CHAPITRE 9 : La boutique où les livres rêvent.

Une fois de plus, June s'était laissée guider par son cœur.

La jeune femme ignorait que l'amour pouvait faire si mal, et l'absence encore plus. Un remède n'ayant guère était trouvé au fil des siècles, il suffisait que la peine passe. Mais, malgré le nombre de jours écoulés depuis leur adieu, rien ne passait assez vite à son goût. Ni les jours, ni l'espoir, ni même la tristesse. Comme un écœurement, elle faisait la grimace chaque fois qu'elle se demandait s'il pensait encore à elle. Le dégoût pour un homme qu'elle aspirait pouvoir embrasser de nouveau, c'était pour elle la seule manière de s'en sortir et de faire face. Assumer les conséquences de ses actes, de ceux de Sherlock et de vivre pour toujours avec le remord d'avoir tendu l'oreille aux paroles de Mycroft et de voir la vérité mise à nue.

June balayait les pages d'un roman qu'elle faisait semblant de lire, comme si le faire pouvait l'aider à remonter le temps. Juste un peu, pour se dire à elle-même de ne pas écouter. De fuir de ce couloir sinistre. Et de préserver les papillons dans le ventre et la magie que lui faisait vivre la présence de Sherlock.

Qu'elle se sentait idiote à souhaiter de telles choses.

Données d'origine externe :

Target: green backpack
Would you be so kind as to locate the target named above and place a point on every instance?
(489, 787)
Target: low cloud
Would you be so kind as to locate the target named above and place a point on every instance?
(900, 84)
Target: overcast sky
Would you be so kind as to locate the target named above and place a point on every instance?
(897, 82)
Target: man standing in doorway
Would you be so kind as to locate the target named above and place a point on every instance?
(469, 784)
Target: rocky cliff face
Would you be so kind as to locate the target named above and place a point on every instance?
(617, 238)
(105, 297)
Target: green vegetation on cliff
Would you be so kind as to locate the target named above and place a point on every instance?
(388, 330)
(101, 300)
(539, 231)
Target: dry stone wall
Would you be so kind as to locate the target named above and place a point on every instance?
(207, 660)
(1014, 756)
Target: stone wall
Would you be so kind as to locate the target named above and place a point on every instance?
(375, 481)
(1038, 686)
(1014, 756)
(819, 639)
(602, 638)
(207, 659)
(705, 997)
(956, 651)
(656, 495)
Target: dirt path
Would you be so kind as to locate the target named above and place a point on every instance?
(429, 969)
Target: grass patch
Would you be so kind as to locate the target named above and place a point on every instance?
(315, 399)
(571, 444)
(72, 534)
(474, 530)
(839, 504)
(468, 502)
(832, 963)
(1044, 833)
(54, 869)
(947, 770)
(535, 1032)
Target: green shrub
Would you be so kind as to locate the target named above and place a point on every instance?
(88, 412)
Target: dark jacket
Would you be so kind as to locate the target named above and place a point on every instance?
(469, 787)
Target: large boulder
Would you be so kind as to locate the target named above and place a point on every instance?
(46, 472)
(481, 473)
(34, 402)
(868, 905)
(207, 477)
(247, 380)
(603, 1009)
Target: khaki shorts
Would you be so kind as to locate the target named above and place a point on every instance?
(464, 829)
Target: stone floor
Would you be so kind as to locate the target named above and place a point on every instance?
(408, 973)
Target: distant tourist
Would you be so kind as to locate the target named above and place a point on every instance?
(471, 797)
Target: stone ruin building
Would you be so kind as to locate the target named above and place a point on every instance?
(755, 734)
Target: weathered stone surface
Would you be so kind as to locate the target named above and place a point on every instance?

Fermant violemment son livre, effrayant au passage les pauvres clients de sa boutique, elle soufflait. Longuement, les yeux perdus dans le vide. Rien dans son existence n'avait été plus palpitant que sa rencontre avec le beau détective. Aucun livre n'était comparable à l'histoire qu'elle avait commencé à vivre.

D'un pas léger, elle s'était aventurée entre les étagères bancales de sa bibliothèque. Caressant les livres du bout des doigts, elle se rappelait de chacun des mots de toutes ces romances. Il n'y en avait pas une seule qui pourrait l'aider dans sa situation. June se dit alors qu'il n'y avait aucun espoir qu'elle guérisse de Sherlock un jour.

- Excusez-moi, auriez-vous ce livre ? demanda un client d'une beauté enivrante, en lui montrant un papier.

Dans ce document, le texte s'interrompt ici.